I have not tried to modify the netscape-formatted cookies file to see if it changes behavior, just a shot in the dark.

Account shared. Answer from pukkandan: Cloudflare captcha is causing the issue. Will need to investigate further to find a solution

The workaround from @gamedazed provided few days ago does not work for me. Also it seems that Udemy Business is using AWS CloudFront now. It stopped working all of a sudden around May 14th / May 15th (relative to sun).

I want to watch Udemy video on mpv for studying and note-taking. I tested 2022.06.29 and found some issues and workaround.

  1. Login check logic needs to be updated in udemy.py:L168-L171
        def is_logged(webpage):
            return any(re.search(p, webpage) for p in (
                r'href=["\'](?:https://www\.udemy\.com)?/user/logout/',
                r'>Logout<',
                r'"is_authenticated":true', # added
                fr'"email":"{username}"')) # added

Udemy login popup is updated. So it needs to be updated. But after a few successful logins, I couldn’t log in. Udemy just returnend the login popup html. I don’t know why.
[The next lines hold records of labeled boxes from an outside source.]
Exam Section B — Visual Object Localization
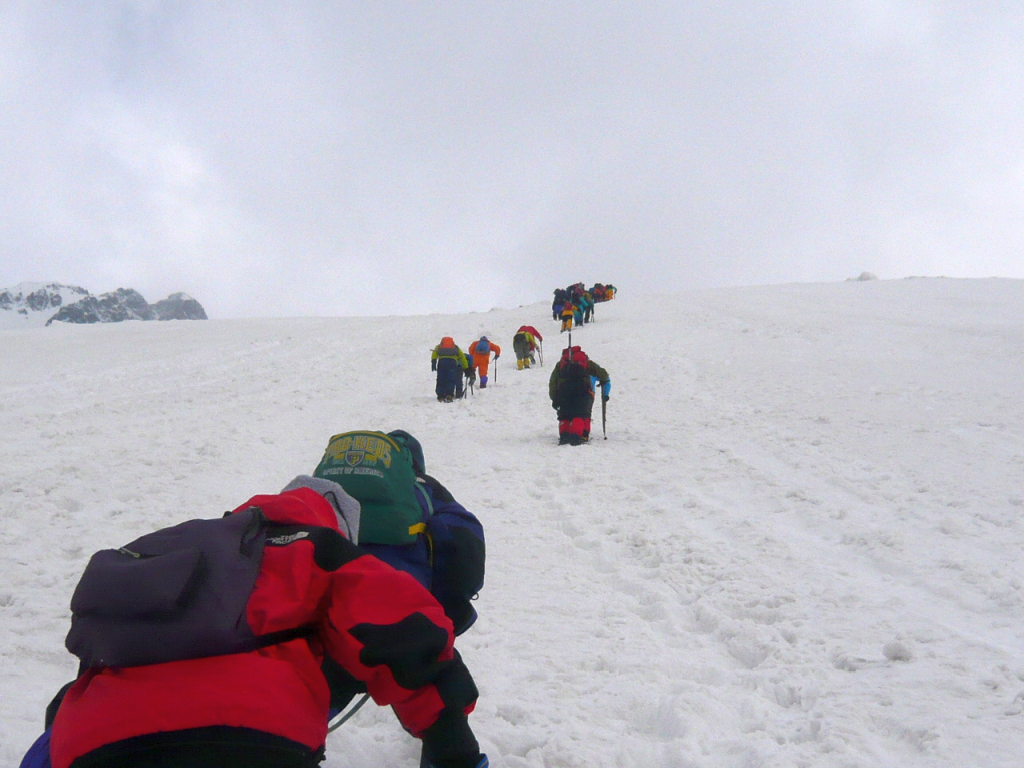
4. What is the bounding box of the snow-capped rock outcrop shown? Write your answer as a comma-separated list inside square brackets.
[0, 283, 207, 329]
[152, 293, 207, 319]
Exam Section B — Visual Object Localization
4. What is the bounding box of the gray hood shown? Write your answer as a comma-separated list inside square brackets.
[281, 475, 359, 544]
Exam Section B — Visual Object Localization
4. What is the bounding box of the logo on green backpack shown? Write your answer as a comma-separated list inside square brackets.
[313, 431, 425, 544]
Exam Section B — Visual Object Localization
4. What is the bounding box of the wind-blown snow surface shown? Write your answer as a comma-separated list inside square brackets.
[0, 279, 1024, 768]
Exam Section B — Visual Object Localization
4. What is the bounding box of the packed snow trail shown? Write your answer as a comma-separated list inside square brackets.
[0, 280, 1024, 768]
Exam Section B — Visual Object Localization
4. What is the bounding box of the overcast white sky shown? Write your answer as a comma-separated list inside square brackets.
[0, 0, 1024, 317]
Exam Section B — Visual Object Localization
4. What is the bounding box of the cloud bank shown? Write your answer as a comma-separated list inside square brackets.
[0, 0, 1024, 316]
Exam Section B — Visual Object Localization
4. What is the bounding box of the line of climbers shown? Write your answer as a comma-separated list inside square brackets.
[551, 283, 615, 333]
[430, 326, 544, 402]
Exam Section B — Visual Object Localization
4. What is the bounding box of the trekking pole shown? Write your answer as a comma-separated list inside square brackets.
[327, 693, 370, 733]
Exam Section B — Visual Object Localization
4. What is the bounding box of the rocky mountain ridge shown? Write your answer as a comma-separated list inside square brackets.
[0, 283, 207, 328]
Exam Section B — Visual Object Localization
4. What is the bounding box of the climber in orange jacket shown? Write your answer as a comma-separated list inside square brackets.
[469, 336, 502, 389]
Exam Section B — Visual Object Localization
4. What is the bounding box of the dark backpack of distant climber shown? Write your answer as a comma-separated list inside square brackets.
[430, 336, 470, 402]
[548, 346, 611, 445]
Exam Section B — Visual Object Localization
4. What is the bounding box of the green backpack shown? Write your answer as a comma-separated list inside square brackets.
[313, 431, 430, 544]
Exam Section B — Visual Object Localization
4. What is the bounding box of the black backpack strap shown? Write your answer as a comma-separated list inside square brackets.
[252, 624, 316, 650]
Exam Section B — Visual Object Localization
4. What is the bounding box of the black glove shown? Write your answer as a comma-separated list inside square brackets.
[430, 753, 490, 768]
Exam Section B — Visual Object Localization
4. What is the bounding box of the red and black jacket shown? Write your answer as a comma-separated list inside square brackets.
[50, 488, 477, 768]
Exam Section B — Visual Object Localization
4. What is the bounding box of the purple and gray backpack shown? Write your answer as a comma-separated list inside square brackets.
[65, 507, 315, 667]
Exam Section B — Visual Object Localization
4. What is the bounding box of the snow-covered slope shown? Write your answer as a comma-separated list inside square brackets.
[0, 280, 1024, 768]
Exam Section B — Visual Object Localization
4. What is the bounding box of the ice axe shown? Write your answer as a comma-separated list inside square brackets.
[601, 394, 608, 439]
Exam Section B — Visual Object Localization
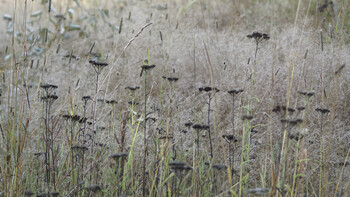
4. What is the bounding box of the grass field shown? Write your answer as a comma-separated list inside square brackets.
[0, 0, 350, 197]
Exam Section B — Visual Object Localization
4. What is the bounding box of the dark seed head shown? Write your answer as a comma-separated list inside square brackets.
[316, 108, 331, 114]
[89, 60, 108, 68]
[128, 101, 139, 105]
[106, 99, 118, 104]
[298, 91, 315, 97]
[159, 135, 174, 140]
[40, 83, 58, 90]
[51, 192, 60, 197]
[228, 89, 243, 95]
[125, 86, 140, 91]
[297, 106, 305, 111]
[86, 184, 102, 193]
[41, 94, 58, 101]
[169, 161, 192, 172]
[81, 96, 91, 101]
[36, 193, 49, 197]
[109, 152, 129, 160]
[185, 122, 193, 127]
[181, 129, 187, 134]
[247, 32, 270, 42]
[199, 86, 220, 92]
[222, 134, 237, 142]
[250, 129, 258, 133]
[213, 164, 227, 171]
[192, 124, 209, 130]
[288, 133, 304, 141]
[72, 145, 88, 152]
[141, 64, 156, 71]
[242, 115, 253, 120]
[24, 190, 34, 196]
[272, 105, 281, 113]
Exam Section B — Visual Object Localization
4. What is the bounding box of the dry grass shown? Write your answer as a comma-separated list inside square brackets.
[0, 0, 350, 196]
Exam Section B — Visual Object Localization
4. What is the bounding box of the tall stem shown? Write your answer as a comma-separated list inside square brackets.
[142, 70, 148, 197]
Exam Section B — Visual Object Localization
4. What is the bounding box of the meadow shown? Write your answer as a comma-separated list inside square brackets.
[0, 0, 350, 197]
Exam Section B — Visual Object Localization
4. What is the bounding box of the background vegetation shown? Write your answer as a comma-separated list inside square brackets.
[0, 0, 350, 196]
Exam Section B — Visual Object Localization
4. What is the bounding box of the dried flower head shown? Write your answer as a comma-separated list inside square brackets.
[125, 86, 140, 91]
[62, 114, 87, 123]
[40, 83, 58, 91]
[288, 133, 304, 141]
[162, 76, 179, 83]
[298, 91, 315, 97]
[185, 121, 193, 128]
[24, 190, 34, 196]
[50, 192, 60, 197]
[41, 94, 58, 102]
[227, 89, 243, 95]
[89, 60, 108, 75]
[247, 32, 270, 42]
[316, 108, 331, 114]
[242, 115, 253, 120]
[213, 164, 227, 171]
[36, 193, 49, 197]
[222, 134, 238, 143]
[159, 135, 174, 140]
[169, 161, 192, 172]
[106, 99, 118, 104]
[128, 101, 139, 105]
[140, 64, 156, 77]
[72, 145, 88, 152]
[248, 188, 271, 195]
[297, 106, 305, 111]
[192, 124, 210, 130]
[199, 86, 220, 92]
[81, 96, 91, 101]
[109, 152, 129, 160]
[85, 184, 102, 193]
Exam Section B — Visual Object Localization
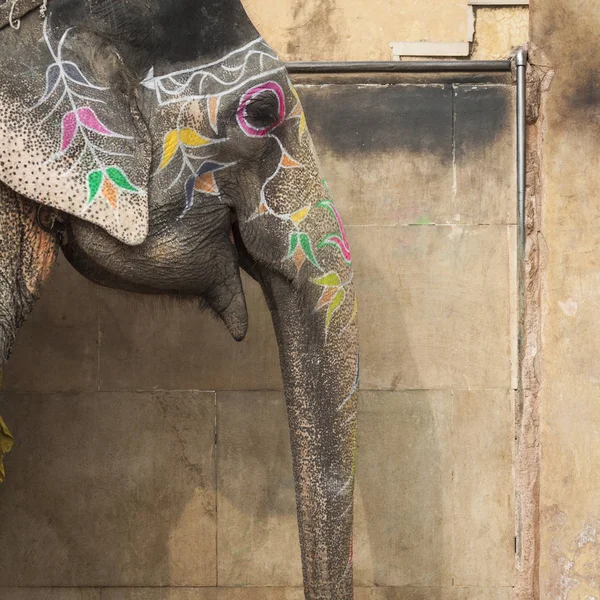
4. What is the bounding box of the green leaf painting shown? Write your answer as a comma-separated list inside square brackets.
[106, 167, 139, 192]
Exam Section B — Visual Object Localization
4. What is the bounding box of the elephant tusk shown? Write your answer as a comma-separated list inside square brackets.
[8, 0, 21, 31]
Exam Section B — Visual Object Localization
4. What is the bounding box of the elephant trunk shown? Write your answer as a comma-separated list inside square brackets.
[259, 270, 358, 600]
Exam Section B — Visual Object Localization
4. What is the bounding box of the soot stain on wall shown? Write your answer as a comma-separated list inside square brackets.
[454, 86, 516, 160]
[300, 85, 452, 161]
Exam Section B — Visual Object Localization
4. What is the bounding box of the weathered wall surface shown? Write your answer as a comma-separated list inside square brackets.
[531, 0, 600, 600]
[0, 78, 516, 600]
[242, 0, 529, 61]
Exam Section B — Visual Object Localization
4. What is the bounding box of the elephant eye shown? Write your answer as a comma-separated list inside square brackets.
[237, 81, 285, 137]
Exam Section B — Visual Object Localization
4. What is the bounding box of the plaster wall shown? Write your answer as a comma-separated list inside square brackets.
[242, 0, 529, 61]
[0, 76, 516, 600]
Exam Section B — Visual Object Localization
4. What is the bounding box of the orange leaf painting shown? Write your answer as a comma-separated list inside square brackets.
[194, 173, 219, 196]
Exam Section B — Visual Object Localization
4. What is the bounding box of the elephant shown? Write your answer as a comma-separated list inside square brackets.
[0, 0, 359, 600]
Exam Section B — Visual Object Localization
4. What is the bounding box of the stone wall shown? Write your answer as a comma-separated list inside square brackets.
[0, 70, 516, 600]
[530, 0, 600, 600]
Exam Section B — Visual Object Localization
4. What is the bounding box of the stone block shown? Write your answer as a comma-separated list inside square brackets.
[100, 587, 218, 600]
[0, 587, 101, 600]
[349, 226, 511, 389]
[217, 392, 302, 587]
[452, 390, 515, 587]
[99, 277, 282, 390]
[298, 85, 454, 226]
[355, 391, 452, 586]
[454, 85, 517, 224]
[217, 587, 304, 600]
[470, 6, 530, 60]
[369, 587, 513, 600]
[0, 392, 216, 587]
[3, 255, 98, 392]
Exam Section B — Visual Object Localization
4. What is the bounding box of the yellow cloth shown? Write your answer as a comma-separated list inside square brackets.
[0, 369, 14, 483]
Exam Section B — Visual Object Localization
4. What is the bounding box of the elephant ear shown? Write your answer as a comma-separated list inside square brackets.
[0, 12, 152, 245]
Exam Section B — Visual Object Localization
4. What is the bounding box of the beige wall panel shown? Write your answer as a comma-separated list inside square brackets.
[243, 0, 468, 61]
[471, 6, 529, 60]
[217, 392, 302, 587]
[452, 390, 515, 587]
[355, 391, 453, 586]
[0, 392, 216, 584]
[349, 226, 511, 389]
[0, 588, 101, 600]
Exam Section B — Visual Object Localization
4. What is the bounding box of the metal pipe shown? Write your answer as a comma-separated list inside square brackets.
[286, 60, 511, 75]
[515, 48, 527, 394]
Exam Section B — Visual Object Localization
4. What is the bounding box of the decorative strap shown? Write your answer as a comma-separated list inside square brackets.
[0, 0, 48, 29]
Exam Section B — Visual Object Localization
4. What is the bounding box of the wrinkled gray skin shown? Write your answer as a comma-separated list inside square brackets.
[0, 0, 358, 600]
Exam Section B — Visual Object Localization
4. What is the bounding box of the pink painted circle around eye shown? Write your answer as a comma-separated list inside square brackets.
[237, 81, 285, 137]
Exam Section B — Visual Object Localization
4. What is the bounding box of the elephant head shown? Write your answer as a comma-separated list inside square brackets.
[0, 0, 358, 600]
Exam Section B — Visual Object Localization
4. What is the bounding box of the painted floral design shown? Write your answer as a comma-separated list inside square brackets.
[31, 21, 139, 215]
[142, 39, 356, 331]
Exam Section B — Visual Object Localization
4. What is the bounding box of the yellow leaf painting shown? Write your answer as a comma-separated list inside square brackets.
[159, 130, 179, 169]
[179, 127, 211, 148]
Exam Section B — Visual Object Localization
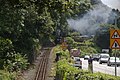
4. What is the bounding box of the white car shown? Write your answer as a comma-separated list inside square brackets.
[84, 55, 90, 60]
[99, 53, 110, 64]
[73, 57, 82, 68]
[107, 57, 120, 66]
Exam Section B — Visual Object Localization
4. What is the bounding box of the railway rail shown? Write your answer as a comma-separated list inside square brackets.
[34, 48, 51, 80]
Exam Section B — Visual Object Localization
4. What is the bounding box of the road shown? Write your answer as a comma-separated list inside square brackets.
[81, 58, 120, 76]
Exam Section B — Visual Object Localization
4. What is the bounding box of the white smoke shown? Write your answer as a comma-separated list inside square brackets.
[67, 4, 114, 35]
[101, 0, 120, 10]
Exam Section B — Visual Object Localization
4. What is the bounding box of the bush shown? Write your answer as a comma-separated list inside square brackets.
[0, 70, 16, 80]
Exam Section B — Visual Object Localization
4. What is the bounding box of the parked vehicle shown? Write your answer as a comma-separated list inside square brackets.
[99, 53, 110, 64]
[107, 57, 120, 66]
[84, 55, 90, 60]
[73, 57, 82, 68]
[92, 54, 99, 61]
[70, 49, 80, 57]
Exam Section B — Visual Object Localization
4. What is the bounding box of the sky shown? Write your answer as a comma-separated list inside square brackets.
[101, 0, 120, 10]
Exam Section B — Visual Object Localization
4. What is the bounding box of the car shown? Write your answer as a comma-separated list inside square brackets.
[92, 54, 99, 61]
[84, 55, 90, 60]
[73, 57, 82, 68]
[99, 53, 110, 64]
[107, 57, 120, 66]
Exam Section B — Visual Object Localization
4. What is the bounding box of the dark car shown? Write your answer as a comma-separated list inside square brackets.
[92, 54, 99, 61]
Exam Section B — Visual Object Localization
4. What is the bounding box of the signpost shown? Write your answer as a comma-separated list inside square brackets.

Maybe Udemy restriction?

  1. Captcha page of cloudflare is changed. yt-dlp needs to be updated in udemy.py:L132-L139
        if any(p in webpage for p in (
                '>Please verify you are a human',
                'Access to this page has been denied because we believe you are using automation tools to browse the website',
                '"_pxCaptcha"',
                'cf-captcha-container')): # added
            raise ExtractorError(
                'Udemy asks you to solve a CAPTCHA. Login with browser, '
                'solve CAPTCHA, then export cookies and pass cookie file to '
                'yt-dlp with --cookies.', expected=True)
  1. The course id is wrong in udemy.py:L205
    def _real_extract(self, url):
        lecture_id = self._match_id(url)

        webpage = self._download_webpage(url, lecture_id)

        course_id, _ = self._extract_course_info(webpage, lecture_id)
        #course_id = "3833504" # If I pass correct course id, it would get correct lecture info.

        try:
            lecture = self._download_lecture(course_id, lecture_id)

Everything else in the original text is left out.